Are you ready to show off your air guitar skills? The Raffaellas are in their moving new video for Control (Had it, Lost it).
This is the second single from their recently released sophomore EP Dreams Out of Reach produced by Holy Holy’s Oscar Dawson. This EP is a personal one for the band as it explores the themes of dreaming and growing older – something we can all relate to.
The Raffaellas first stepped into the limelight in 2012 with their debut self-titled EP and since then their success has grown. They’ve performed with the likes of Jinja Safari and Neighbourhood Youth. Talking to the band about the clip they had a few ideas in mind for the shoot. When they met with Max and Elle from WE ARE MOON HOUSE productions they put those thoughts into process and came up with a unique idea.
“We were aiming for a fairly straightforward live clip initially but Max and Elle came up with the idea of trying to do so without instruments,” they said. “[We were] working with [Max and Elle’s] friend Oli Sansom who is a seriously gifted videographer/photographer, Max and Elle also proposed to do the video in a kind of stop-motion way. We think it worked really well.”
The video is simply that, just the four boys sitting in a room looking like it’s been transported straight from the 50’s with scattered vintage paraphernalia such as trunks, sporting equipment like tennis racquets and cricket bats and tattered couches. They pretend to play their instruments, wearing plain clothing and looking expressionless.
With this video it seems simplicity is key. Watching it you’ll get drawn into the four guys playing invisible instruments and the hypnotising stop motion jerking their bodies around. The song focuses on obsession and being consumed by something or someone, so they wanted the video to reflect the song’s meaning.
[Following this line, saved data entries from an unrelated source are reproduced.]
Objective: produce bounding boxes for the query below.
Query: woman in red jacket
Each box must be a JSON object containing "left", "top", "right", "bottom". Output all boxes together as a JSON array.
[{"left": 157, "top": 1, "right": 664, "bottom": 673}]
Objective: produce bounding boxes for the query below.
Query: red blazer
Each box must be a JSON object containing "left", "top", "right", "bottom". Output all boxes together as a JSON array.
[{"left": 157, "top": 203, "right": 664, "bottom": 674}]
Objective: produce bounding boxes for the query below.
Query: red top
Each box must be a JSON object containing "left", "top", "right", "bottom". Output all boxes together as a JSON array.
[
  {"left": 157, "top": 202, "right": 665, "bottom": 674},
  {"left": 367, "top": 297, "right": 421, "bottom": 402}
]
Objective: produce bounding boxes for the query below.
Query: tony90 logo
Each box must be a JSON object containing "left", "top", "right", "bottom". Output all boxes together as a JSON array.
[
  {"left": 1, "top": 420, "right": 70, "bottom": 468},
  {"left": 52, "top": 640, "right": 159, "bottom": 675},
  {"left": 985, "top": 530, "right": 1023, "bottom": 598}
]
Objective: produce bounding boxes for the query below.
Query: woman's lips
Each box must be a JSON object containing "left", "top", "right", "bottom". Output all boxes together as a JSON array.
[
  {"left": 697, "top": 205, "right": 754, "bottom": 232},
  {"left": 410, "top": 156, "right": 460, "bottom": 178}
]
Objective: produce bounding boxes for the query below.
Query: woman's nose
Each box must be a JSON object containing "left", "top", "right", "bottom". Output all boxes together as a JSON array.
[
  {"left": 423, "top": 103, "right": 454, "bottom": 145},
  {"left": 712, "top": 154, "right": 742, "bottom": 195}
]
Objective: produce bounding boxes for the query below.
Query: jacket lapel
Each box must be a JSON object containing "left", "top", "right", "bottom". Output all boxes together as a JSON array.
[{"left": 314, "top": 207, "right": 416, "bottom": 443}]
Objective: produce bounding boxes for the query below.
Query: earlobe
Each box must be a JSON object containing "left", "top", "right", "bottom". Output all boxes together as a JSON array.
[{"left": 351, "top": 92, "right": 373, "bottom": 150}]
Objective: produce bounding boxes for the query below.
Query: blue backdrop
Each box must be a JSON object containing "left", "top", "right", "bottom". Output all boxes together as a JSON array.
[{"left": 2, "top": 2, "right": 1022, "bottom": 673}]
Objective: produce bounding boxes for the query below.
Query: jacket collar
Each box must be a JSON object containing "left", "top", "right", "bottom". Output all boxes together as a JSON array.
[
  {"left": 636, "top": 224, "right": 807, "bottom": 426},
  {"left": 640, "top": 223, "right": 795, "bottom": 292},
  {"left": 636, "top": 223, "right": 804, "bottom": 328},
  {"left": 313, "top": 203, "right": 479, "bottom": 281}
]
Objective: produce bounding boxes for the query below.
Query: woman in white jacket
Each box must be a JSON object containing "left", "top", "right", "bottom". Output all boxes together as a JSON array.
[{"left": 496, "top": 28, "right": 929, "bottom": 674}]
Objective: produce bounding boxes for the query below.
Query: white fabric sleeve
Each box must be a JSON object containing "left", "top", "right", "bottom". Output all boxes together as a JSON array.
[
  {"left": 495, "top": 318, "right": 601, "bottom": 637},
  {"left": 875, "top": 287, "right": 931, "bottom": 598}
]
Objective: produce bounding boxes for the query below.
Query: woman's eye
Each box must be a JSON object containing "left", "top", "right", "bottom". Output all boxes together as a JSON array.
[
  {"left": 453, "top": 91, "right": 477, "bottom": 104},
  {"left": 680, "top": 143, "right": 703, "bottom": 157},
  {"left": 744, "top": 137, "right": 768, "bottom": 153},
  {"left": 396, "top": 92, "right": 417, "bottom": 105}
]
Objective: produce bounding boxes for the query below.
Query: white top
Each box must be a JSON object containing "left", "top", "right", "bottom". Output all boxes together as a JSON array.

“We kept Pat (who sings) as someone kind of separate and isolated from within the video; a lot of the action goes on around him,” they said. “We didn’t really want to go down the path of acting things out, or trying to re-create scenes from the song.” The thing about shooting a video in stop motion is in real time everyone has to act in slow motion to capture the stop motion effect. So for the band it was a strange feeling performing at half speed. “It is a really odd thing to try to walk around, and sing, and play an instrument in slow-mo, especially if the instrument isn’t even there.”
To launch their EP, The Raffaella’s will be performing at The Workers Club in Fitzroy on March 11.